Peers challenge Cambridge Dictionary over redefinition of ‘woman’
The redefinition of marriage has triggered other redefinitions. Members of the House of Lords have called on the Cambridge Dictionary to explain why it is redefining the word ‘woman’.
In a letter to the Times, 17 Peers including Baroness Deech, Lord Farmer and Lord Moylan said that the updated definition of ‘woman’ “sows confusion rather than giving clarification” and raises “more questions than it answers”.
The update, made in October, adds an extra definition of ‘woman’, so that as well as an “adult female human being”, a woman can also be “an adult who lives and identifies as female though they [sic] may have been said to have a different sex at birth”.
The Peers call on the dictionary to “ponder and perhaps publicly explain how it is possible to ‘live as female’”, and ask if it is a matter of wearing high heels or doing housework.
“The implication that there is a way to live ‘as female’ is a patronising, regressive and sexist trope that women have fought long to overcome,” they write, and not what they would expect to see “apparently endorsed” by the dictionary.
A Cambridge Dictionary spokesman defended the move as reflecting the changing use of language, saying that the definition is “one that learners of English should be aware of”.
Cambridge is not the first to make such a change. In 2020, American dictionary Merriam-Webster added a supplementary definition of ‘female’ as “having a gender identity that is the opposite of male”.

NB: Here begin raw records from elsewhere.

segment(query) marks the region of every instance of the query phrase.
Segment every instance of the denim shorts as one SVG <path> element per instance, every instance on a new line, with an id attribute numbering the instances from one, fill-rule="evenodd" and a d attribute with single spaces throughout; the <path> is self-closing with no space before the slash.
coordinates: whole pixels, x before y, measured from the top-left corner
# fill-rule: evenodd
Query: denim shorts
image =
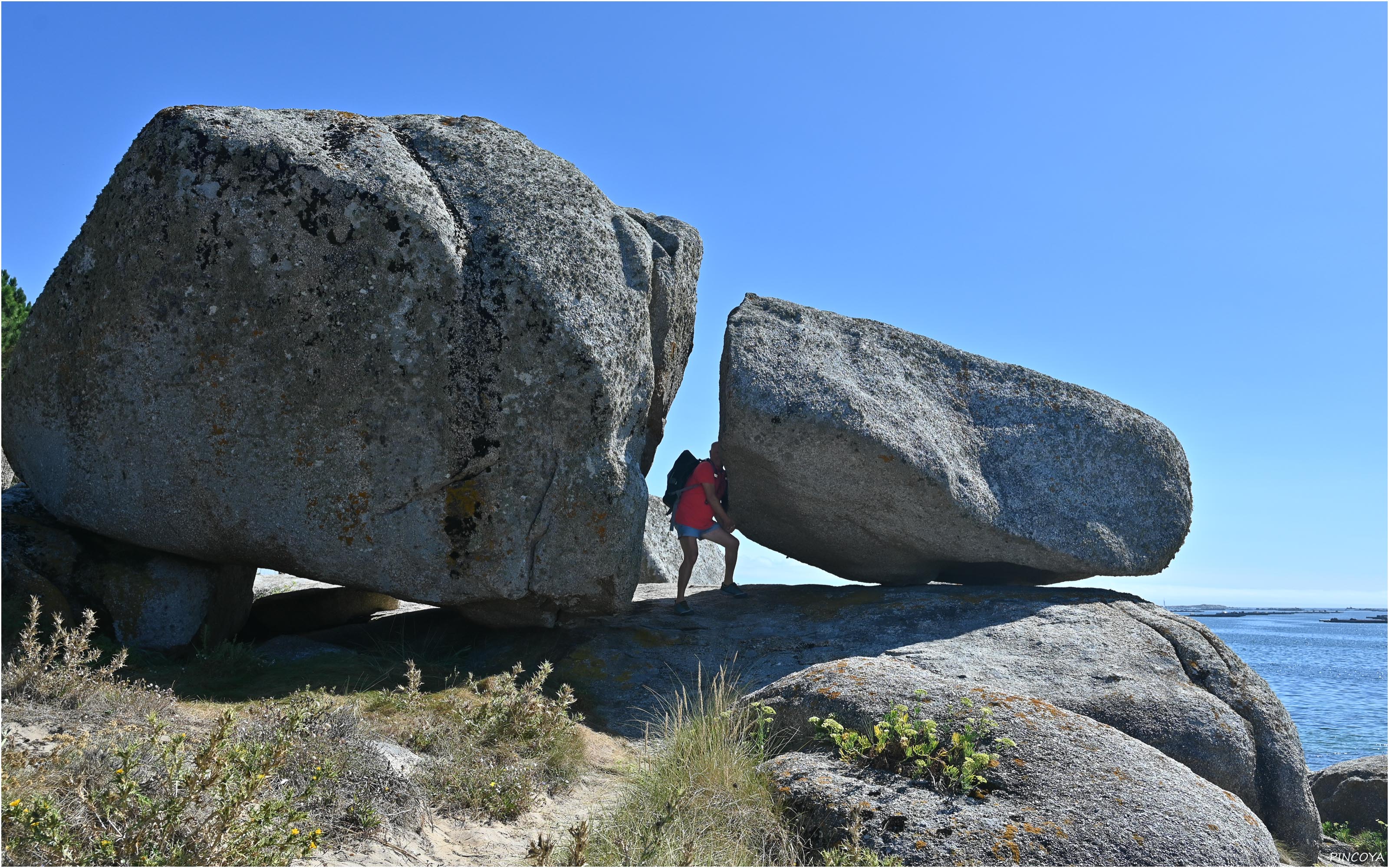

Definitions are not just academic. They have consequences. A Scottish court recently ruled that ‘sex’ in the law governing gender representation in the 2010 Equality Act includes people with a Gender Recognition Certificate, paving the way for female places on public bodies to be occupied by males.
What we are witnessing here is the creeping erasure of women in society. As the word ‘woman’ floats free of any anchor in objective reality, men are increasingly permitted to encroach on female spaces, to the detriment of women. The word itself becomes avoided as people use ridiculous terms like ‘uterus-havers’ and ‘menstruators’ to express their meaning, sowing confusion. This has all kinds of harmful consequences.
At C4M we keep our feet firmly planted on the solid ground of objectivity, and call on the Cambridge Dictionary and anyone else thinking of wandering off into the fog of subjectivity to do the same.